Sébastien Leempoel, CEO
Sébastien Leempoel, CEO “Il a fallu deux à trois ans pour trouver le bon product market fit.”© PG

Or, depuis sa principale levée de fonds en 2016, le développement de Real Impact Analytics devenue Riaktr n’a pas été un long fleuve tranquille. En plus du départ de son emblématique CEO et cofondateur Sébastien Deletaille dans un climat de tension avec ses nouveaux actionnaires en 2018, la scale-up est passée par plusieurs phases de restructuration. Les équipes ont en effet été réduites, passant de plus de 100 personnes hier à 40 aujourd’hui. Riaktr a aussi réalisé un “pivot” de son modèle qui n’a pas été simple: son passage de société de consultance pour les télécoms à une société de logiciels vendus en saas (software as a service, à savoir un abonnement pour ses produits qui tournent en ligne) ne s’est pas opéré du jour au lendemain. Le CEO actuel l’admet:

“Le pivot a été fait pour de mauvaises raisons, analyse-t-il. Le but était à la fois d’assurer la ‘scalabilité‘ technique de Riaktr et d’être plus efficace financièrement. Mais ce n’était pas ce que les clients voulaient. Il a fallu deux à trois ans pour trouver le bon product market fit“. Cette période aura été marquée par un mouvement de balancier dans les revenus de la firme bruxelloise: les licences ont progressivement pris le pas sur les revenus liés au service, ce qui n’a pas permis à Riaktr de voir son chiffre d’affaires exploser, comme l’espèrent généralement les fondateurs de start-up.

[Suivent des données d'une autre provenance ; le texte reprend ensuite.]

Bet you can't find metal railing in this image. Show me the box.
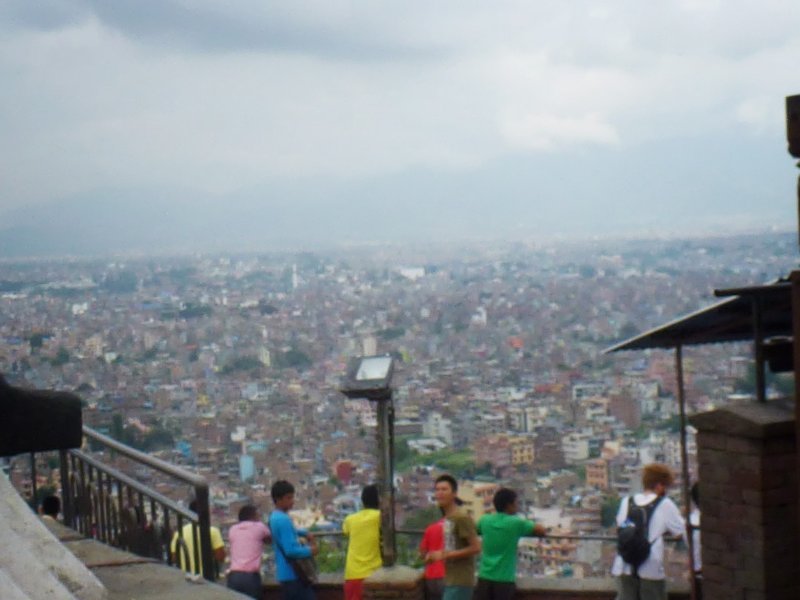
[56,426,217,580]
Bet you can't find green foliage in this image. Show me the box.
[274,348,313,371]
[28,333,50,350]
[32,484,58,510]
[600,495,622,527]
[50,346,69,367]
[772,373,794,398]
[316,539,347,573]
[395,439,475,477]
[109,414,175,452]
[403,505,442,529]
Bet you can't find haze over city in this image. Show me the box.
[0,0,800,256]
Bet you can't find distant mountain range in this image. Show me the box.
[0,134,796,258]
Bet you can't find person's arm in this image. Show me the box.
[210,527,225,563]
[617,496,631,527]
[169,531,178,564]
[520,519,547,537]
[419,529,429,558]
[342,517,350,537]
[261,523,272,544]
[427,517,481,562]
[272,516,316,558]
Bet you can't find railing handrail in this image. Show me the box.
[61,425,215,579]
[83,425,208,488]
[69,450,197,521]
[312,527,683,544]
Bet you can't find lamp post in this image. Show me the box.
[340,354,397,567]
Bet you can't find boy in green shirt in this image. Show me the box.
[425,475,481,600]
[475,488,547,600]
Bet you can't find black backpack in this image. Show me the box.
[617,496,664,575]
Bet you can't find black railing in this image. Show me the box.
[57,426,216,580]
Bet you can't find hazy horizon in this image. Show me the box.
[0,0,800,257]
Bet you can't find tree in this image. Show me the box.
[50,346,69,367]
[403,505,442,529]
[600,495,622,527]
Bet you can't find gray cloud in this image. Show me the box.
[0,0,800,248]
[0,0,441,62]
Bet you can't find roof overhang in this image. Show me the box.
[605,279,792,352]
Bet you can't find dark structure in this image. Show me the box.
[0,375,83,456]
[609,96,800,600]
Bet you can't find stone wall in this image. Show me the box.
[691,403,800,600]
[264,570,689,600]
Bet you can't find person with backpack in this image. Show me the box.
[611,463,686,600]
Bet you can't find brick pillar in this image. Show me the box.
[690,403,800,600]
[364,566,425,600]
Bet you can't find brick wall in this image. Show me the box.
[691,403,800,600]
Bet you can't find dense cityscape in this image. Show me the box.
[0,234,796,577]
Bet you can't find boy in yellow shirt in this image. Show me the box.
[342,485,383,600]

Issue positive, malgré tout

N’empêche: la trajectoire est loin d’être mauvaise et reste est à mille lieues de celle de nombreuses start-up qui disparaissent et ne laissent (quasi) rien derrière elles. En 2019, Riaktr aurait atteint la rentabilité. Surtout, elle a réussi à faire grimper la proportion de licences saas au point qu’aujourd’hui, elles représentent “plus de 50%” de ses revenus, soit 2,6 millions d’euros récurrents sur un chiffre d’affaires de 4,9 millions. “On peut aussi souligner une issue positive là où beaucoup mettent la clé sous le paillasson, insiste un observateur avisé. Des ventes de start-up à 10 millions, cela ne reste assez rare dans l’écosystème belge.” Certains actionnaires comme Fortino y auront bien sûr laissé des plumes mais ils savent que l’investissement dans les start-up reste risqué et que moins de deux ou trois jeunes pousses sur dix deviennent de véritables cartons… D’ailleurs, ils récupéreront quand même une partie de leur mise.